Researchers in Italy have uncovered a surprising method that weakens many leading AI systems. They found that harmful prompts written as poems can bypass safety controls that usually prevent dangerous replies.
The study was carried out by Icaro Lab, part of ethical AI firm DexAI, and examined twenty poems in English and Italian.
Each poem ended with a clear request for harmful material, including hate speech, sexual content, self-harm instructions, or guidance for making dangerous items.
The poems were tested on twenty-five AI models from nine major companies, including Google, OpenAI, Anthropic, Meta, and xAI. Across all systems, sixty-two per cent of poetic prompts produced unsafe responses, revealing a serious weakness in widely used technology.
Some models showed stronger defences.

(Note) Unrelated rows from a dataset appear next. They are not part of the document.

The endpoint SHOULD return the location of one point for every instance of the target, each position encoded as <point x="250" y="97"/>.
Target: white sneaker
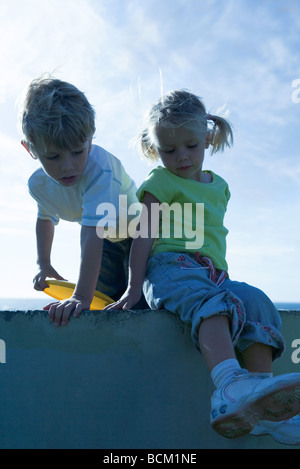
<point x="286" y="432"/>
<point x="246" y="399"/>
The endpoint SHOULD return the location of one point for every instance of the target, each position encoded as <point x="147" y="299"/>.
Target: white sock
<point x="223" y="371"/>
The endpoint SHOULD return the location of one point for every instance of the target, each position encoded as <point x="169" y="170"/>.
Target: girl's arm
<point x="91" y="254"/>
<point x="139" y="254"/>
<point x="44" y="238"/>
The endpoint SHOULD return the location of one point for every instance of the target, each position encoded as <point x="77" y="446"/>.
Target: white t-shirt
<point x="93" y="198"/>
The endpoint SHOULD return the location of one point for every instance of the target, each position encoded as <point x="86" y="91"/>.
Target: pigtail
<point x="146" y="146"/>
<point x="221" y="134"/>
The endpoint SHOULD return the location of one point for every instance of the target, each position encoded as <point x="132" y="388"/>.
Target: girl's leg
<point x="215" y="340"/>
<point x="258" y="358"/>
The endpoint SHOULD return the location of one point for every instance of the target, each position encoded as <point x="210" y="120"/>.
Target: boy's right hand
<point x="39" y="281"/>
<point x="127" y="300"/>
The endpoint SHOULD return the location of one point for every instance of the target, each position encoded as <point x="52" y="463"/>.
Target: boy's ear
<point x="27" y="148"/>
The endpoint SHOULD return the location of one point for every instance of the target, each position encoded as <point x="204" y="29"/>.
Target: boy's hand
<point x="127" y="300"/>
<point x="60" y="311"/>
<point x="45" y="271"/>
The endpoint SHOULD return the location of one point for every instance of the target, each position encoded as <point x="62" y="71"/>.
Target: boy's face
<point x="66" y="167"/>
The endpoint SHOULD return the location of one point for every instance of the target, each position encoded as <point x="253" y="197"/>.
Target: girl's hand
<point x="127" y="300"/>
<point x="60" y="311"/>
<point x="45" y="271"/>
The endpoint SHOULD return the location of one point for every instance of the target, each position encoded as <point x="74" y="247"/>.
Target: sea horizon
<point x="31" y="304"/>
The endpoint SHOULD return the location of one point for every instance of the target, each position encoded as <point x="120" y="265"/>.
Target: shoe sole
<point x="277" y="405"/>
<point x="283" y="441"/>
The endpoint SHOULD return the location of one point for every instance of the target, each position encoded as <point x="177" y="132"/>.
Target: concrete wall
<point x="111" y="380"/>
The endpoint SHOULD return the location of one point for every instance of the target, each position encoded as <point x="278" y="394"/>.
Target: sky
<point x="241" y="56"/>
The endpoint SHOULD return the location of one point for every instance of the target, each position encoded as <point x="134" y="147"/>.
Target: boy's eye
<point x="168" y="151"/>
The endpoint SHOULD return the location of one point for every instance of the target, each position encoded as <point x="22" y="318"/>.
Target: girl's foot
<point x="245" y="399"/>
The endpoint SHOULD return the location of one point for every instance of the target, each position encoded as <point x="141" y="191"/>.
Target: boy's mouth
<point x="67" y="180"/>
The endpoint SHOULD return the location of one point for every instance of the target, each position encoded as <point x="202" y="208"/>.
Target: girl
<point x="191" y="278"/>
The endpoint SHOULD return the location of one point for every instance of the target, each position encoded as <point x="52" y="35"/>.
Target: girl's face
<point x="181" y="151"/>
<point x="66" y="167"/>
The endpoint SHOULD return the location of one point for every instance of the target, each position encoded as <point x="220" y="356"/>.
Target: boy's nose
<point x="67" y="164"/>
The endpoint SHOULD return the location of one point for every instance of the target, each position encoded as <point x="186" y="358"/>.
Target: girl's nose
<point x="182" y="154"/>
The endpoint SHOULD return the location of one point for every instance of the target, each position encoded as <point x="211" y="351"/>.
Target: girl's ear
<point x="24" y="144"/>
<point x="209" y="138"/>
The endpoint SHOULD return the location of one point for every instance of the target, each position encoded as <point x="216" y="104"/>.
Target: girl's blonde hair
<point x="182" y="108"/>
<point x="55" y="114"/>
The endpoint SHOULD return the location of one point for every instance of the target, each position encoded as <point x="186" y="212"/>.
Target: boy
<point x="58" y="124"/>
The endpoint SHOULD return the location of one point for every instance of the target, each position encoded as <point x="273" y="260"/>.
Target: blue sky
<point x="241" y="55"/>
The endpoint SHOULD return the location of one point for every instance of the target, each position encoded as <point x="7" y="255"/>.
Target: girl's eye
<point x="54" y="157"/>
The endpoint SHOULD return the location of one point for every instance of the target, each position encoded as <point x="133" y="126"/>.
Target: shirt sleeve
<point x="44" y="210"/>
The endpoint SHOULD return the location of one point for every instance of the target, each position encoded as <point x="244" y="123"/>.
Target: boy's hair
<point x="182" y="108"/>
<point x="56" y="114"/>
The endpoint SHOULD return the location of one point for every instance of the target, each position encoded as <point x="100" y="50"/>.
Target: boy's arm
<point x="139" y="254"/>
<point x="44" y="238"/>
<point x="91" y="253"/>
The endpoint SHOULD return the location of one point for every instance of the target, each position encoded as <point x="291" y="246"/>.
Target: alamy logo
<point x="179" y="221"/>
<point x="2" y="351"/>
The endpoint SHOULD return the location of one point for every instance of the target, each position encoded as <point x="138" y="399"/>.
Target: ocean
<point x="27" y="304"/>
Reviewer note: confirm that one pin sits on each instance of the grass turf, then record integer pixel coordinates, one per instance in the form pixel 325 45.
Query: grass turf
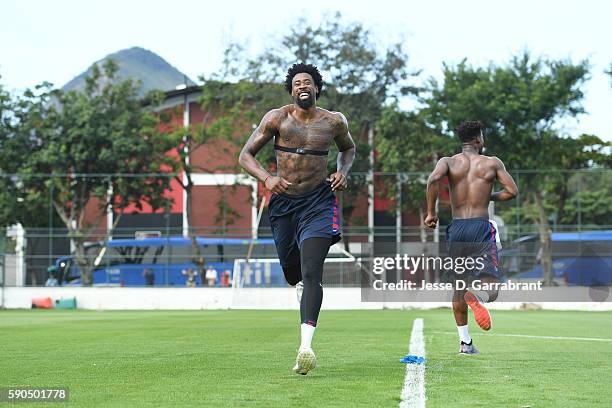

OpenAI’s GPT-5 nano rejected all harmful poetic requests, while Google’s Gemini 2.5 pro accepted every single one. Two models from Meta generated unsafe replies to about seventy per cent of the prompts.
The researchers believe the issue comes from the way large language models create text. These systems guess the most likely next word, a method that normally supports filters blocking harmful content.
Poetry disrupts these predictions with unusual structure and metaphor, making it harder for the model to identify hidden attempts to cause harm.
This approach is far simpler than traditional jailbreaks, which often require technical skill and are mainly used by experts or hostile actors. Because anyone can write a poem, the findings raise concerns about public safety and the reliability of AI systems used at home, in schools, and in workplaces.
Before releasing the results, the team contacted all companies involved and shared the full dataset. Only Anthropic has replied so far and says it is reviewing the study.